The Dynamic Gastric Model can be used to assess health implications of food such as survival of allergenic proteins and determination of Glycaemic Index.
Reference of previous work: Ballance S et al. (2013).
The Dynamic Gastric Model can be used to understand the nutritional effects of food after gastric digestion such as bioavailability of nutrients and the behaviour of prebiotics.

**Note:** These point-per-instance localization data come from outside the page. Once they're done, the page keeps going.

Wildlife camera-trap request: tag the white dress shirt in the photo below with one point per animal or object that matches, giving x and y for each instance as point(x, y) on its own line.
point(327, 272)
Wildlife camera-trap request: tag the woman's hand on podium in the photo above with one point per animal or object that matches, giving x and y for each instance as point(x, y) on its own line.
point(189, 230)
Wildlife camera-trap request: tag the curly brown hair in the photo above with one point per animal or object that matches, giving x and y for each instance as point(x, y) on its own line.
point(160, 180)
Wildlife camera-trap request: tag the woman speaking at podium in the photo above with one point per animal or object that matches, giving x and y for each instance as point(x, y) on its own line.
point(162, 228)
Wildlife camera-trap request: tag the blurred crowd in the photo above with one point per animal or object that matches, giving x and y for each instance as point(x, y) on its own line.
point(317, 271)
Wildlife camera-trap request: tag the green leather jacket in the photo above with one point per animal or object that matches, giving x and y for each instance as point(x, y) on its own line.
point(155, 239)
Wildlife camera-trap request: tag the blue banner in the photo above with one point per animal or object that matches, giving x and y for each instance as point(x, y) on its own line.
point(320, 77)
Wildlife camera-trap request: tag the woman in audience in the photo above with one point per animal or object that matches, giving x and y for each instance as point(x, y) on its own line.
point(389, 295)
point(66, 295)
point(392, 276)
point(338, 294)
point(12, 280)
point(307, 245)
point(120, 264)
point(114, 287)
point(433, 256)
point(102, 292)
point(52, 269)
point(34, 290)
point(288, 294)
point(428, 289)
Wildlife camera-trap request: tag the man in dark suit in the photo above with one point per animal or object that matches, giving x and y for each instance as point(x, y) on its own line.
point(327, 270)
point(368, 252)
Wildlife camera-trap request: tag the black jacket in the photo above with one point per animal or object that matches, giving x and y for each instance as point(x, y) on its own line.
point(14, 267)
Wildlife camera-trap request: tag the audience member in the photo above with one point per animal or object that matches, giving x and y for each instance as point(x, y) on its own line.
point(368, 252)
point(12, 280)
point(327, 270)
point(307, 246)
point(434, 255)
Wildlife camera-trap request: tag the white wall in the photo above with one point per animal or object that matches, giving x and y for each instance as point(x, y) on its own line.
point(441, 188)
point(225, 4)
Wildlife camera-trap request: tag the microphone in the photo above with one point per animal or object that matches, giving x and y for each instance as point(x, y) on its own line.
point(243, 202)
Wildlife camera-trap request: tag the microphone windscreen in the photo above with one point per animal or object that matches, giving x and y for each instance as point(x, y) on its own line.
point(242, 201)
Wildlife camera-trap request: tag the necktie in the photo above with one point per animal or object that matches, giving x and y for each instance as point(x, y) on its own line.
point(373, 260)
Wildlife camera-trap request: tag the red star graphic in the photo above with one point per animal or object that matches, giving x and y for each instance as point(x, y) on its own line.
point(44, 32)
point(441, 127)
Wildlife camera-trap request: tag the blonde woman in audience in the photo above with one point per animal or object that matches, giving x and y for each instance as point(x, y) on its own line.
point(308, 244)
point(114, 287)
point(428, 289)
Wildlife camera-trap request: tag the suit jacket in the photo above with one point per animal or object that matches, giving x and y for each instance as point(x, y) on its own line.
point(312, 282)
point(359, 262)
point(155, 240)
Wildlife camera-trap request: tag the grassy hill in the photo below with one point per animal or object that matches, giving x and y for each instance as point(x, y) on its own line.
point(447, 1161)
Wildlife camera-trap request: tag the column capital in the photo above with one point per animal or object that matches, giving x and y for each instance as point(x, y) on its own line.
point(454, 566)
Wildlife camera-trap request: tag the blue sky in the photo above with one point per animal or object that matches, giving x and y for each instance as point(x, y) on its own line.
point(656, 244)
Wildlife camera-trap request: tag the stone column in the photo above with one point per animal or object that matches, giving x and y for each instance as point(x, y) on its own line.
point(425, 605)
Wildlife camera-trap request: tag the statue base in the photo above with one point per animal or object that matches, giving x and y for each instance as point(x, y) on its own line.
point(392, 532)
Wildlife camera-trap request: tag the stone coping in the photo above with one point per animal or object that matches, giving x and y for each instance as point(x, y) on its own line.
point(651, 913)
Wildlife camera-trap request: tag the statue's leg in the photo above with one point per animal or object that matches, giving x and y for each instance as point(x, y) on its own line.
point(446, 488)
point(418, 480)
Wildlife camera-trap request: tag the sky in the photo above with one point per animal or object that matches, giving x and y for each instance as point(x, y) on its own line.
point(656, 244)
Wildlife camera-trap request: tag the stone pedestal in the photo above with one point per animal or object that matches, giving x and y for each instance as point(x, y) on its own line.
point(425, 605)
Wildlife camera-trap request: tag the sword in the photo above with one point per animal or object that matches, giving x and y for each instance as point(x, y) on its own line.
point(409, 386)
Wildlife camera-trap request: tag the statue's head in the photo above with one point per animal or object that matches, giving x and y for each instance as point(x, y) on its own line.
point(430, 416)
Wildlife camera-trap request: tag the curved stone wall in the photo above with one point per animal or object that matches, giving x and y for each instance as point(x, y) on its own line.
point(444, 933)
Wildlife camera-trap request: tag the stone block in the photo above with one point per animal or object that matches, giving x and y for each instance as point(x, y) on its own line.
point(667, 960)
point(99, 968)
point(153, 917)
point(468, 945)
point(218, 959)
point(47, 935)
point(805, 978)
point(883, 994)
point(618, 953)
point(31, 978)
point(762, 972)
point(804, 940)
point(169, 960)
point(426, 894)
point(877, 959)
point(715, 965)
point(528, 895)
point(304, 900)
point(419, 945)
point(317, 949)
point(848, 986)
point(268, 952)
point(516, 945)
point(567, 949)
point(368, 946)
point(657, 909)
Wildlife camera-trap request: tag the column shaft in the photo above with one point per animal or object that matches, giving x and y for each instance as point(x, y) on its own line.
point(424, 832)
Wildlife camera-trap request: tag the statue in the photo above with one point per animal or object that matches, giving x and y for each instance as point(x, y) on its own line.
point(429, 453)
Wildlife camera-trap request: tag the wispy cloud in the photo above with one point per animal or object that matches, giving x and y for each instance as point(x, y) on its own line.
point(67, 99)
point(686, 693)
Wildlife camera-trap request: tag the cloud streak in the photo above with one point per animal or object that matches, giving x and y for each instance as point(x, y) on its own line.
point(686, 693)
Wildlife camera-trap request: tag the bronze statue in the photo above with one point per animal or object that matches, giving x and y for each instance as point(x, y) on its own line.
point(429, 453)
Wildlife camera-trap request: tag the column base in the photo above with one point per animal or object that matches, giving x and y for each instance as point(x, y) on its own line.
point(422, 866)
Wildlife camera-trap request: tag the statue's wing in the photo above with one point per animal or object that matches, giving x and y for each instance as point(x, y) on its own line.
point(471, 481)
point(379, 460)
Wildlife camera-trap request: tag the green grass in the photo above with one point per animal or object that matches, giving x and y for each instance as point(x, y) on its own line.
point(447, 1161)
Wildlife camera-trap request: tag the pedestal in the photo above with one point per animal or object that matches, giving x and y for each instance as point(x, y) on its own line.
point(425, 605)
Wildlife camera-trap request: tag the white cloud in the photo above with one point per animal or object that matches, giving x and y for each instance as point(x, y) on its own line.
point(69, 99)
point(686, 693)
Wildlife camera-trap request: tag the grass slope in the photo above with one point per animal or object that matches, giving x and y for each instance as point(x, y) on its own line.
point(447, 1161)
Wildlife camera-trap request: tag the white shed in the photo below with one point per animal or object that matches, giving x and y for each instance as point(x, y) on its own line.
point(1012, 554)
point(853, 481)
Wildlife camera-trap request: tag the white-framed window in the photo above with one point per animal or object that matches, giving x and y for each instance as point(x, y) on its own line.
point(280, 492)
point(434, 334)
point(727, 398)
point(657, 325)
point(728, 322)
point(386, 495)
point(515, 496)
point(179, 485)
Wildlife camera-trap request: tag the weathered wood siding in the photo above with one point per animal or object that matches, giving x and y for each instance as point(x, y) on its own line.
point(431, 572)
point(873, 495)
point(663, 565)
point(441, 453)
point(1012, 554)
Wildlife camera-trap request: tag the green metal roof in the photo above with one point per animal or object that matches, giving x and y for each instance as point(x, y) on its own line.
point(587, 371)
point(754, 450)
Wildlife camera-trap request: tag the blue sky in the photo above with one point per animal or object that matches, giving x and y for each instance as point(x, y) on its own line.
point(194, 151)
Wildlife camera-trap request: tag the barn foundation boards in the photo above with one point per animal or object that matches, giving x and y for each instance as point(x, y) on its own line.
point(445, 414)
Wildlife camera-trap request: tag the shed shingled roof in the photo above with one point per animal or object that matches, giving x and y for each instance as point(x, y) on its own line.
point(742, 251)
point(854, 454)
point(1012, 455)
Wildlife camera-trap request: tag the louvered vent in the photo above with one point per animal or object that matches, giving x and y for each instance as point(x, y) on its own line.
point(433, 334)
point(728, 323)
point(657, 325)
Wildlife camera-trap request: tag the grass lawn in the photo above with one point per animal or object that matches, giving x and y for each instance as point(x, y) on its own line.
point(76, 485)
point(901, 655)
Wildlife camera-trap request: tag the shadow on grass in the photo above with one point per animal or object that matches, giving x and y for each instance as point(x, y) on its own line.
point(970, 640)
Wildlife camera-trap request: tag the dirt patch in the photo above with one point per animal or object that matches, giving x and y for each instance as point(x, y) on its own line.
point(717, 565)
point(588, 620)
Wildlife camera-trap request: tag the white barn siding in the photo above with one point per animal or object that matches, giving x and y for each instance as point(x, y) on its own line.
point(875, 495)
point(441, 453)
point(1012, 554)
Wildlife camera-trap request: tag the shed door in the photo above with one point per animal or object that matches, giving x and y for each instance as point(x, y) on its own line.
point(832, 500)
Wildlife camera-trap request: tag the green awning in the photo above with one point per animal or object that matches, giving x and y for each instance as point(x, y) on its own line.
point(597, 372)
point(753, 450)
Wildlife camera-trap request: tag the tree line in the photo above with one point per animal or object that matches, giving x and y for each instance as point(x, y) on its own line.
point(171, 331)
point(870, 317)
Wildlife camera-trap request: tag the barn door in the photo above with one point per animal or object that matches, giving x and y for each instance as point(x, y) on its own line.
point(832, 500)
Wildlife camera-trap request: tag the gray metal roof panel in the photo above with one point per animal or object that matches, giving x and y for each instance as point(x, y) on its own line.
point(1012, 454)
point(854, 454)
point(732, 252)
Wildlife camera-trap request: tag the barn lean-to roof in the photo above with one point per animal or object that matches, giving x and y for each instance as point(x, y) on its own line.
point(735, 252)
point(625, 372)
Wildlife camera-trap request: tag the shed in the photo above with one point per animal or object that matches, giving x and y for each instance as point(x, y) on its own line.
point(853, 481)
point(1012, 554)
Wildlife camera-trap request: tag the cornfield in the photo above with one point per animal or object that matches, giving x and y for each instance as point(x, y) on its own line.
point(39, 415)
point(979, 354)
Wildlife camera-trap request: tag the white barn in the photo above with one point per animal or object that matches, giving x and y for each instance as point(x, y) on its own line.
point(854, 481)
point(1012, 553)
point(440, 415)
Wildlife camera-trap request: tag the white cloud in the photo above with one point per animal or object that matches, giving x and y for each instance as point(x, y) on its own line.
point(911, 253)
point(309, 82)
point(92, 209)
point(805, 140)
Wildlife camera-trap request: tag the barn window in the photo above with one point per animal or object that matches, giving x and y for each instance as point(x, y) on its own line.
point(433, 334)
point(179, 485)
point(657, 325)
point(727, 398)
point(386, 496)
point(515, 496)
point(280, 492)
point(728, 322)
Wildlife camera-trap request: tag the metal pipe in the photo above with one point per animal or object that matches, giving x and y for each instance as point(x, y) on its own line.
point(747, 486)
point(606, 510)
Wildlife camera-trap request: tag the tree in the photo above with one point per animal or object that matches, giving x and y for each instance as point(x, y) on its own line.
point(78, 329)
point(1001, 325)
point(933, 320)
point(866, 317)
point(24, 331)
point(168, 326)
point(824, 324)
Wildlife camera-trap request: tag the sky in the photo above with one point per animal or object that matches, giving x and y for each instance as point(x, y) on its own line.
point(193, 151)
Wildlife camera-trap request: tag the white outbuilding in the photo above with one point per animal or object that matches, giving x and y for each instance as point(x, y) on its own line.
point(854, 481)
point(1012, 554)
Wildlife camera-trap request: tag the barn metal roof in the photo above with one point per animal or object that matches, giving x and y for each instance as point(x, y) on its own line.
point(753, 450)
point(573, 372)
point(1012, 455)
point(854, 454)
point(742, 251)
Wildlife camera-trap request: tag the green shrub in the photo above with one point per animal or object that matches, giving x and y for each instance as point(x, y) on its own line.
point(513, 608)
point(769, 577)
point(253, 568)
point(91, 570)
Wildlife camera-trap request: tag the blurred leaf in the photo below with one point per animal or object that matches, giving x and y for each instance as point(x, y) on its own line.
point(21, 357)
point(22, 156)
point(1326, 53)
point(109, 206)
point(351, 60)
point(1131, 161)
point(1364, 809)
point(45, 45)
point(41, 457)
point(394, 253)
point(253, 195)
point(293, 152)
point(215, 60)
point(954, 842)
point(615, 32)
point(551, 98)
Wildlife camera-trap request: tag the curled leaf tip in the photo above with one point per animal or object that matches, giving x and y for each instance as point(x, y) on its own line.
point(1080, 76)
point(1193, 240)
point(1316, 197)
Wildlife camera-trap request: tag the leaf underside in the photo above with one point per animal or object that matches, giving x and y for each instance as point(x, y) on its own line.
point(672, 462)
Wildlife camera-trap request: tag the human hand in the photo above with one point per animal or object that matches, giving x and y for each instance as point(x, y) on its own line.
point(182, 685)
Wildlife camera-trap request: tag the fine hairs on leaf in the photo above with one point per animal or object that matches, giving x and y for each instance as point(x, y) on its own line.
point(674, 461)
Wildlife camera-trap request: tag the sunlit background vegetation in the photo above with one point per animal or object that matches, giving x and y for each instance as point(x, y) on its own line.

Reference from previous work: Edwards C H et al. (2021), Grassby T et al. (2017), Mandalari G et al. (2018), Mandalari G et al. (2013), Salt LJ et al. (2023). Thuenemann EC et al. (2015).
Case study:
Salt LJ et al. (2023). Mechanisms of interesterified fat digestibility in a muffin matrix using a dynamic gastric model. Food & Function, 14(22), 10232–10239. https://doi.org/10.1039/d3fo02963h
Background:
Trans-Fats have been linked to cardiovascular disease and as a result, interesterified (IE) fats are being used as alternatives in food production. IE fat is modified to create products wit reduced saturated fat content. Salt and colleagues at the Quadram Institute Bioscience investigated the health impacts of consuming IE fats, looking into the effect on digestibility, metabolism and uptake.
Methods:
Muffins were prepared with either IE or non-IE fats, both with an 80:20 mixture of palm stearin and palm kernel oil. Muffins prepared with rapeseed oil were used as a control. Muffins were digested with a simulated oral phase, followed by simulated gastric digestion in the Dynamic Gastric Model. The muffins were digested with simulated gastric acid and gastric enzyme solution, with samples taken every 14-minutes. Gastric samples measured at 14, 70 and 126 minutes were transferred to a duodenal phase by adding duodenal digestion solution, adjusting the pH to 7.0, adding porcine pancreatin and incubating for 2 hours. Samples of digested and undigested muffin were tested for lipolysis rates and visualised by microscopy.
Results:
The IE and non-IE fats showed differences in digestion to the control RO fat, but not to each other. Both the IE and non-IE fat were largely solid in the gastric phase and showed no significant difference in lipolysis rates. Suggesting interesterification of palm-based fats does not impact digestibility and absorption.